His request for interim bail was last year turned down by three appeal court judges.
The e-mail from the Crown coincided with the publication of a critical report on the transfer agreement by the Joint Committee on Human Rights at Westminster.
Mr Straw wrote to the committee in March to say he would delay ratification only until the Easter recess because "a delay beyond early April is likely to lead to serious questions on the part of Libya in regards to our willingness to conclude this and three other judicial co-operation agreements".
The decision on Megrahi's transfer would ultimately rest with the Scottish Government and there have been indications in recent months that governments on both sides of the border are preparing for the transfer.
A Ministry of Justice spokeswoman said: "The prisoner transfer agreement between the UK and Libya was laid before Parliament on January 27. The Instruments of Ratification have been exchanged and the agreement is now in force.

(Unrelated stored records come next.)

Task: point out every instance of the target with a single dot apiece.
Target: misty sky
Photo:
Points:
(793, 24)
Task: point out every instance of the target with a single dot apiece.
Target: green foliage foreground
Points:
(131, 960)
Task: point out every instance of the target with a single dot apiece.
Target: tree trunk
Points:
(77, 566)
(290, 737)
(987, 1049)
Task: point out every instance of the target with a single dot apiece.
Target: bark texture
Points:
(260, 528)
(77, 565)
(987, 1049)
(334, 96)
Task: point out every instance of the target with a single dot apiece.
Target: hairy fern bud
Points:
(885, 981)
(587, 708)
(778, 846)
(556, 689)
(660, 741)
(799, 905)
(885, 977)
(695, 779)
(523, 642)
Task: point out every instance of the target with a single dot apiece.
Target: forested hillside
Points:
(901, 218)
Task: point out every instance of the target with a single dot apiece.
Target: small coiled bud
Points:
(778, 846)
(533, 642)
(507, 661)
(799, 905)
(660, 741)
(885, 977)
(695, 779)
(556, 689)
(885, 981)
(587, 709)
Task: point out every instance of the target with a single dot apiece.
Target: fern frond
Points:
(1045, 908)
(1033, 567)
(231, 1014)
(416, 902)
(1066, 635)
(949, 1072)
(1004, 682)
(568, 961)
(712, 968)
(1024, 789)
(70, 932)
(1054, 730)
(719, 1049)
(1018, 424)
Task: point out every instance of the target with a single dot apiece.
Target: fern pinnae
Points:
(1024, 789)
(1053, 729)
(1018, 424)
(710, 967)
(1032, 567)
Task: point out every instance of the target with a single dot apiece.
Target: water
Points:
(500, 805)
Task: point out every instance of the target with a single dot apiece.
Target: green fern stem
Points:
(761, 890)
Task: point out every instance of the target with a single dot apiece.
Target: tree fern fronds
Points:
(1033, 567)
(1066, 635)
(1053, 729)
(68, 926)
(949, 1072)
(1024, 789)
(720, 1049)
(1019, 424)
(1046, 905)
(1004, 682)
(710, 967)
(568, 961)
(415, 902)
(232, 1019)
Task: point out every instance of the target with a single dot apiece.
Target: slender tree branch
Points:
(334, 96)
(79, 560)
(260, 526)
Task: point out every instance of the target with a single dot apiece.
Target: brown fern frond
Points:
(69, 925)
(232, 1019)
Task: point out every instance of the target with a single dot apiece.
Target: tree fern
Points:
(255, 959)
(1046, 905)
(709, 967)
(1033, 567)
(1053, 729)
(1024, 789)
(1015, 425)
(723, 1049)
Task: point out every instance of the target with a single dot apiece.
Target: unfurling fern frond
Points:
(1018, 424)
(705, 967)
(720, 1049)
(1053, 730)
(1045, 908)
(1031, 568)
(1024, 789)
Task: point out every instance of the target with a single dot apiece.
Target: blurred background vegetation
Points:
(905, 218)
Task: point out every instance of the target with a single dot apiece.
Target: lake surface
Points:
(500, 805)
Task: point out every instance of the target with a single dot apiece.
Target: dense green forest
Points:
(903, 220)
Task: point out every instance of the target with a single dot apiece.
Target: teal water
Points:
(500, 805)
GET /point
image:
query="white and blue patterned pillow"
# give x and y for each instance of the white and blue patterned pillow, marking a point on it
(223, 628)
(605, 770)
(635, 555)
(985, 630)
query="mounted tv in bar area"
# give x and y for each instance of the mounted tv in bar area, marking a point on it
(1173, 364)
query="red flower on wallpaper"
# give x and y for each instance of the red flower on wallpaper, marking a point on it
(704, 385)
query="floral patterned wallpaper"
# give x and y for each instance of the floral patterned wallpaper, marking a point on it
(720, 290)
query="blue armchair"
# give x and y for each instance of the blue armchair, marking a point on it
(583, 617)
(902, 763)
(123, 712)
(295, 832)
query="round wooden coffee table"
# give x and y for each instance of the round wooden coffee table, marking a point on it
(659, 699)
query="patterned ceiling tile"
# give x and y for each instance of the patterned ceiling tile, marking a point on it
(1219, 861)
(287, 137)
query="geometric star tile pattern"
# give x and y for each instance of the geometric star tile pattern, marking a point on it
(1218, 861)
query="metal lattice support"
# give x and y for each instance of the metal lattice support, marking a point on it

"In the case of prisoners in Scottish jails, including Megrahi, and respecting the devolution settlement, any decision to transfer under this agreement would be for Scottish ministers and Scottish ministers alone."
The transfer deal was one of four co-operation agreements signed by the director of legal affairs at the Libyan Foreign Ministry and the British ambassador to Tripoli.
"These agreements open the way for ... judicial authorities in both countries to co-operate in the field of exchange of wanted suspects, transfer of prisoners, and carrying out judicial decisions," said the official.